E’ stato quasi un anno da Triplete per Sergio Scariolo. L’allenatore di pallacanestro italiano ha primato trionfato in NBA da vice-allenatore dei Toronto Raptors, poi ha guidato la nazionale spagnola alla vittoria del campionato del mondo, battendo in finale l’Argentina per 95-75.
Noto tifoso nerazzurro, si è concesso ai microfoni di AS in vista della super sfida in programma domani sera al Camp Nou tra Barcellona e Inter: ”L’Inter è una di quelle poche cose in cui emozione e passione si sovrappongono completamente al razionale”.
La passione per i colori nerazzurri: ”Quando ho iniziato a seguire il calcio era il periodo de ‘La Grande Inter’. Quella squadra che ha vinto due coppe europee e perso un’altra finale. In effetti, questo è il primo vero ricordo che ho: la finale che abbiamo perso contro il Celtic Glasgow e un campionato che abbiamo perso, penso nel 1967 l’ultimo giorno con la Juventus. Avevo sei anni. Sono i primi ricordi chiari. Se avevo magliette da piccolo? Sì. All’inizio me le hanno regalate i miei genitori e zii. Ho sempre avuto una maglia dell’Inter. Poi il club ha iniziato a regalarmele. Ne ho già alcune firmate, molte anche con il mio nome”.

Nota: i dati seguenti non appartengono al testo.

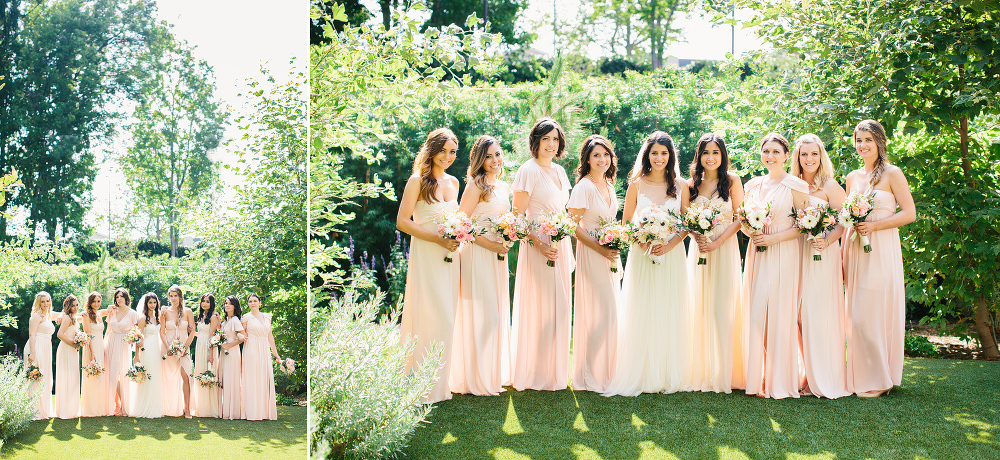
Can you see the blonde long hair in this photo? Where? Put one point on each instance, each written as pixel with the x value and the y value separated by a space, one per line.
pixel 825 171
pixel 423 164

La fede nerazzurra: ”Non ho mai avuto la tentazione o il dubbio di dover cambiare squadra! E ne abbiamo perso di partite, così come ne abbiamo avute di stagioni tristi…”

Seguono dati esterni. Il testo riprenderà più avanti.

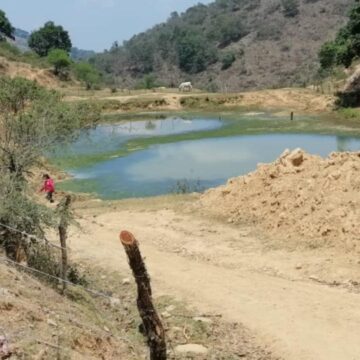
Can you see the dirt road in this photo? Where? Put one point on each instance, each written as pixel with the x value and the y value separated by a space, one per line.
pixel 229 271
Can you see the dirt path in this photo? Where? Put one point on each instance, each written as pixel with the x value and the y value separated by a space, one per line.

Il ritorno della semifinale del 2010: ”La ricordo perché ero lì. Avevo la sensazione che il castello sarebbe caduto in qualsiasi momento. E beh, davvero, al fischio finale quello che ho fatto è stato allontanarmi dalla scena del crimine il più presto possibile”.
Il paragone con i grandi allenatori dell’Inter: ”Penso che ogni persona si identifichi con se stesso. Ovviamente, ho adorato Helenio Herrera e ammiro Mourinho. Ma francamente, ognuno ha la propria identità, i propri punti di forza e di debolezza. È molto difficile che, con tanta esperienza alle spalle, qualsiasi allenatore possa identificarsi completamente”.

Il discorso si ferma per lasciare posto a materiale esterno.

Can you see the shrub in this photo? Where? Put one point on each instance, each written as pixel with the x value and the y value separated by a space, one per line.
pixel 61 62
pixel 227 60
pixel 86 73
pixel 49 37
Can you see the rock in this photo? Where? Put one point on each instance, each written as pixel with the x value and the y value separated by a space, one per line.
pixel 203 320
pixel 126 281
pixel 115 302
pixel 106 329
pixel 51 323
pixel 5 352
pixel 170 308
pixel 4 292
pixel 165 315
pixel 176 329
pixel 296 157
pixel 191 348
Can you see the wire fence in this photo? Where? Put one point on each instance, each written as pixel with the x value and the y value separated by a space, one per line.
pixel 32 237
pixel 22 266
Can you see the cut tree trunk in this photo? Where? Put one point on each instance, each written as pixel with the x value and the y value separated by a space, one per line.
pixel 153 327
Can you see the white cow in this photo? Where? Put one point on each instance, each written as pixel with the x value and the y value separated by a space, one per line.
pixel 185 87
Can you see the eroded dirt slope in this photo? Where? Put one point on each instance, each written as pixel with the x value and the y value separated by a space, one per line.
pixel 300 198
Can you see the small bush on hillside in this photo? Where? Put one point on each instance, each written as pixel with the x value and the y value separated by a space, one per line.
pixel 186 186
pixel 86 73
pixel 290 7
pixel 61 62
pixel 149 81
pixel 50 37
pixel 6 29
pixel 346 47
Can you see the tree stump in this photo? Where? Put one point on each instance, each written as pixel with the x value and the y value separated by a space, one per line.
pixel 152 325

La grande stella Luis Suarez: ‘‘Ti dirò una cosa. Luis Suarez è stato l’unico che mi ha tentato di chiedere un autografo. L’ho incontrato all’aeroporto, all’epoca era un osservatore dell’Inter. Ero così entusiasta di vederlo … Non l’ho fatto, ma ho sentito l’impulso di chiedere un autografo. Luis Suarez è un mito dell’Inter. Un giocatore con un’intelligenza eccezionale e un fantastico personaggio vincente”.
Da Suarez al… Fenomeno: ‘‘E’ stato un periodo molto intenso. Breve perché sicuramente poteva rimanere più a lungo ma Madrid ha chiamato ed è dovuto partire. Ma, naturalmente, era un giocatore con una forza fisica impressionante, una classe cristallina e un importante istinto vincente”.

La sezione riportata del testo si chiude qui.